The credit card junkie pays the highest interest rates, the most late and over-limit fees, and is a perpetual slave to the credit industry.  Since they are now broke all of the time they have to borrow money for even daily living necessities - often paying two to three times as much for basic things in their lives.

And in both cases, the drug user and the credit card user enter the relationship voluntarily convinced that they are supermen - that they alone can resist their own brains by not becoming addicted to drugs - or to debt.

And in both cases, the initial "high" leads the addict to believe they are in control.  The drug user feels great, after taking his drugs.   What could go wrong?   The credit card fiend regales you with the bonus dollars he "scored" or the frequent flyer miles he is earning.  Far from being in trouble, he has everything "under control" - and in fact, super-control - the hallmark of the addict.

The reason I never tried heroin or methamphetamine or crack cocaine is that these are highly addictive drugs.   I read all the literature on them and realized that, once you start using these drugs, they will alter your mind to the point where you think you know what you are doing.   You can't "experiment" with drugs - they will draw you in like a trap.  (alas, even Marijuana).

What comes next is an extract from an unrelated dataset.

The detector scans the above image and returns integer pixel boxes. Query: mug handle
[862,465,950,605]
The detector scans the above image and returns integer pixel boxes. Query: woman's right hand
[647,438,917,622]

Similarly, experimenting with credit cards is dangerous.   Having high-limit and high-interest cards is akin to smoking crack.   No, you don't know what you are doing, no matter how many frequent flyer miles you think you are getting.   A $20,000 limit card (not unusual these days, I once had three) with a 15-25% interest rate is nothing more than a time bomb waiting to go off.

The only way to avoid the trap is not to step in it.  Don't smoke crack - even as an "experiment".   And walk away from Credit cards that can entrap you.   If you have to get one, stick to a low limit (less than $5000) and a low interest rate (under 10%, the lower the better).

Yes, such credit cards are a weak drug.   That is the point.   You are far less likely to get hooked on them!